Last week I invited a trusted friend to give me some constructive criticism. I asked him to answer this question.
“Can you tell me three things that I do that hold me back?”
He asked me to limit the context so I chose work rather than personal life. Among other things, he criticized me for being too critical. He gave me two examples. One was an example illustrating what I do wrong and the other was how I had done it correctly. He didn’t tell me anything new but somehow reading what he wrote helped me see myself better.
The people close to you know you better than you think. You’ll reach higher if you invite and listen to their feedback.
Here are 10 suggestions for inviting criticism.
- Invite criticism from a trusted friend who knows your personal or professional goals.
- Don’t overwhelm yourself or your friend. Ask one specific question.
What three things do I do that hinder others?
List two of my behaviors that frustrate others?
Tell me three things I do that hold me back?
- Don’t punish their honesty. Thank them.
- Avoid defensiveness. (pay attention to the next one)
- Inviting a friend to criticize you is not the same as being coached so don’t keep bringing it up. That’s awkward.
- Practice their suggestions.
- Don’t ask one of your critics to criticize you. They are too eager!
- I chose to ask for criticism via email because it doesn’t demand an immediate response.
- Be sensitive to your friend. They may not enjoy this exercise.
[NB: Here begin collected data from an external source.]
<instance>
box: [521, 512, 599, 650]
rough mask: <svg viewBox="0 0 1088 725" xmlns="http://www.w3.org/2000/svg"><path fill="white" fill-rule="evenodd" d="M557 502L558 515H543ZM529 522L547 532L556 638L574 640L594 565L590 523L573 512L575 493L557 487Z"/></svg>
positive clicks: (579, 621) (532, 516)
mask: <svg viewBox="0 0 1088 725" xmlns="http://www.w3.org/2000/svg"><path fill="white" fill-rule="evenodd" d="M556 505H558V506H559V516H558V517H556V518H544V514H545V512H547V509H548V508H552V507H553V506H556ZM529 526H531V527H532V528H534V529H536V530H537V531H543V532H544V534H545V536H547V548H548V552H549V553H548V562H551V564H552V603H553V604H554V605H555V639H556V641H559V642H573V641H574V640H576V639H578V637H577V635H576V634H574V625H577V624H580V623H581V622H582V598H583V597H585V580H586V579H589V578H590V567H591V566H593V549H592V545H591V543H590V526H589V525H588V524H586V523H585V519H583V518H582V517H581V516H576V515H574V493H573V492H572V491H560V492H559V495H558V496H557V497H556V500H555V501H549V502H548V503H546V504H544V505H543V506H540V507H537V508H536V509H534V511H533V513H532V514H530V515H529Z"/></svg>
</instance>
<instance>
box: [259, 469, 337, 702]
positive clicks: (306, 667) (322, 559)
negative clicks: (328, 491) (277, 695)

- It may help to narrow the context to running meetings, communication style, problem solving, etc.
Leaders reach higher when a trusted
friend brings them lower.
What suggestions do you have for inviting criticism? What dangers? Have you had success doing this?
“Don’t ask one of your critics to criticize you. They are too eager!”
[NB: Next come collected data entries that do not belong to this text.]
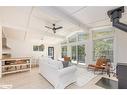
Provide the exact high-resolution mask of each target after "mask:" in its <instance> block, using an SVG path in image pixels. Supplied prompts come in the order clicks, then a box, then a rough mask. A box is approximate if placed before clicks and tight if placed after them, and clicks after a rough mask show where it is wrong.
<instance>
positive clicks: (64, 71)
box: [0, 6, 127, 89]
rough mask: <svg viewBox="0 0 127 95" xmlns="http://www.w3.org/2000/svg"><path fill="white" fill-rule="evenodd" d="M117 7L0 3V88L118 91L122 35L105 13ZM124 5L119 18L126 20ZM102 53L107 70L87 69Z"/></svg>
mask: <svg viewBox="0 0 127 95" xmlns="http://www.w3.org/2000/svg"><path fill="white" fill-rule="evenodd" d="M116 8H119V7H116V6H93V7H92V6H48V7H44V6H42V7H39V6H38V7H35V6H34V7H33V6H25V7H24V6H22V7H21V6H20V7H18V6H17V7H14V6H13V7H7V6H6V7H2V6H1V7H0V12H1V14H2V15H1V16H0V23H1V26H0V39H1V40H0V41H1V42H0V43H1V44H0V57H1V58H0V59H1V62H0V63H1V65H0V72H1V73H0V77H1V78H0V88H12V89H54V88H56V89H59V88H62V89H64V88H65V89H105V88H106V89H117V88H118V79H117V75H116V66H117V64H118V63H126V62H127V58H126V53H127V50H126V48H127V45H126V44H125V43H123V42H126V41H127V33H126V32H125V31H123V30H120V29H117V28H115V27H113V26H112V22H111V20H110V17H109V16H108V15H107V12H108V11H109V10H112V9H116ZM123 8H124V12H123V13H122V17H121V18H120V21H121V22H122V23H127V21H126V17H127V15H126V13H127V11H126V10H127V7H126V6H125V7H123ZM102 56H104V57H106V59H108V62H107V63H109V64H110V65H111V66H109V69H110V71H109V69H107V67H106V66H104V68H102V69H101V68H99V69H98V68H97V70H95V69H96V68H93V69H92V68H91V64H92V65H95V64H96V63H97V62H98V59H99V58H101V57H102ZM49 57H50V58H49ZM66 60H67V61H68V60H69V62H66ZM50 63H51V64H50ZM58 64H60V65H58ZM49 65H51V66H49ZM89 66H90V69H89ZM53 67H54V68H55V70H54V69H52V68H53ZM63 67H64V68H63ZM103 70H104V71H103ZM21 79H23V80H21ZM101 79H104V80H106V81H110V82H111V84H107V83H104V84H103V81H104V80H102V81H101ZM19 80H20V83H19V82H18V81H19ZM100 82H102V83H100ZM26 83H29V85H28V84H26ZM99 83H100V84H99ZM125 88H126V87H125Z"/></svg>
Great suggestion. In addition, you will be less likley to accept their feedback if you perceive an agenda. A good friend or co-worker is a great source of feedback.
I hadn’t thought about the agenda problem. You are nailing it.
Thanks for jumping in,
Great response Bob, I had this problem when I asked someone who I “thought” was a friend.
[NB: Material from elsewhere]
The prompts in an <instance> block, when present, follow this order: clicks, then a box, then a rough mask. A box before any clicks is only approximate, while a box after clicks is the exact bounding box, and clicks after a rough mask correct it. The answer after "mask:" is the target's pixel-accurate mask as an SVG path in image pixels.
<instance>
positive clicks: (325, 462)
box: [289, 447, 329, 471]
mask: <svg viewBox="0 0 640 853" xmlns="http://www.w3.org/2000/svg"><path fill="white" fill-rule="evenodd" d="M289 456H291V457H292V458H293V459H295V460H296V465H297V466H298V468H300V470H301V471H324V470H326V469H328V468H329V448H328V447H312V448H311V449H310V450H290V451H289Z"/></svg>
Great suggestions. I agree it would be easier on the receiving end of that request to have the opportunity to respond via email, and also to have some guidelines. The process may be difficult for some, and I would encourage this exercise only for those who are truly ready to hear the feedback. Otherwise, it could damage the friendship. I love feedback (but only when it’s positive!)…
Yes indeed, don’t ask if you don’t want to hear! Chances are the more it stings the more we need it. And I agree, it isn’t worth loosing a friend over.
Thanks for your comments.
Good stuff Dan . . . I’m in a season where I need this more than I care to admit. I always like face to face conversation better, but I can see how this would allow someone to say exactly what they need to and not be rushed.
Thanks for the comment on my blog. You’re doing a great job! Thanks for mentoring me here.
Blessings on your week!
You are a very gracious man. It’s an honor to have you stop by. I appreciate your input here.
You have my regards,
Coming on your website for the Average Joe, I decided to look at the other posts and was intrigued by this one! I think your suggestions are very sound and I really like the questions you suggest a friend should pose for you?
Your thinking sparked a parallel set of thinking for me, as I am currently working with a client whose staff love, admire and respect her but have frustrations with her because of some occasionally random behaviours. They seem uncertain how to tackle this and I was wondering why they were unable to provide feedback. I think I now have some clues from your suggested questions so thanks for that!
I was also intrigued by the point in one of the replies that differentiated between positive and negative feedback! I have always followed the view that feedback is feedback – it is how you receive it and deal with it that makes it helpful or valuable? What do you believe?